3. **Run the Notebook**:
   - Execute all cells in order.
   - Monitor the progress bar for frame processing.

4. **Download Output**:
   - The enhanced video will be saved in the `output/` directory (e.g., `output/test1_out.mp4`).
   - Download the video from Colab's file explorer.

## Troubleshooting
- **CUDA Out of Memory**: Reduce `tile` size (e.g., to 512) or lower `outscale`.

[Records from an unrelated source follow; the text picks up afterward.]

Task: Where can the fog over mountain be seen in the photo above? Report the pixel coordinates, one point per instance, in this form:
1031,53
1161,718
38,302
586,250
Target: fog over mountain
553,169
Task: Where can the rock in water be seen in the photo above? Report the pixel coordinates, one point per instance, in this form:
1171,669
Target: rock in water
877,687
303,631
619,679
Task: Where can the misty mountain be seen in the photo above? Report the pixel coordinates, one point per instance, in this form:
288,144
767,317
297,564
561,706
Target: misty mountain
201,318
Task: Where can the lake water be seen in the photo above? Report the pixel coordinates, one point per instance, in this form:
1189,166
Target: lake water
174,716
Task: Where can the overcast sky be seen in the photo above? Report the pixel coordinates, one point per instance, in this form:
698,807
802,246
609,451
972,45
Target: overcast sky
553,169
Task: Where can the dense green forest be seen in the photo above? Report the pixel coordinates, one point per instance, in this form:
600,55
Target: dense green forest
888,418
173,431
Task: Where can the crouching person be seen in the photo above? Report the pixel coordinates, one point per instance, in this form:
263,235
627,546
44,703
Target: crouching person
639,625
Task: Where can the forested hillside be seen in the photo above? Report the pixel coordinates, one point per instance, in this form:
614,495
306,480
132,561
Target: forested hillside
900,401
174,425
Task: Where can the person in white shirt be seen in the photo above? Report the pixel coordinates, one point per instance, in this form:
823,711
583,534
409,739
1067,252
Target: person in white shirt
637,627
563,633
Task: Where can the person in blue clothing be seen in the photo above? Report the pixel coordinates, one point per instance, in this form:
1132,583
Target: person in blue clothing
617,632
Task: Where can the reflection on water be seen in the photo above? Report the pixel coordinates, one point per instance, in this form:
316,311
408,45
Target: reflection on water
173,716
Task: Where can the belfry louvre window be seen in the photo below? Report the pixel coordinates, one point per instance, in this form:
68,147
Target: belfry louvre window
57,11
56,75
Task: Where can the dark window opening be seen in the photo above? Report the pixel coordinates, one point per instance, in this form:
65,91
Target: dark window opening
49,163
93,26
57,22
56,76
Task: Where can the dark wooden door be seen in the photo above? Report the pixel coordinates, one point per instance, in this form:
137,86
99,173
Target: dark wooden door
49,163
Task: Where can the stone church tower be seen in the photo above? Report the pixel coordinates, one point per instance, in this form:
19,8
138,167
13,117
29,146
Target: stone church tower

- **FFmpeg Errors**: Ensure FFmpeg is installed correctly by running the dependency installation cell.
- **Model Not Found**: Verify the Git repository is cloned, Git LFS is set up, and the model path is correct.
- **Slow Processing**: High `outscale` or large video resolutions may increase processing time. Consider reducing `outscale` or video resolution.
- **Git LFS Issues**: Ensure Git LFS is installed and the repository is properly configured. Run `git lfs pull` in the repository directory to download the model.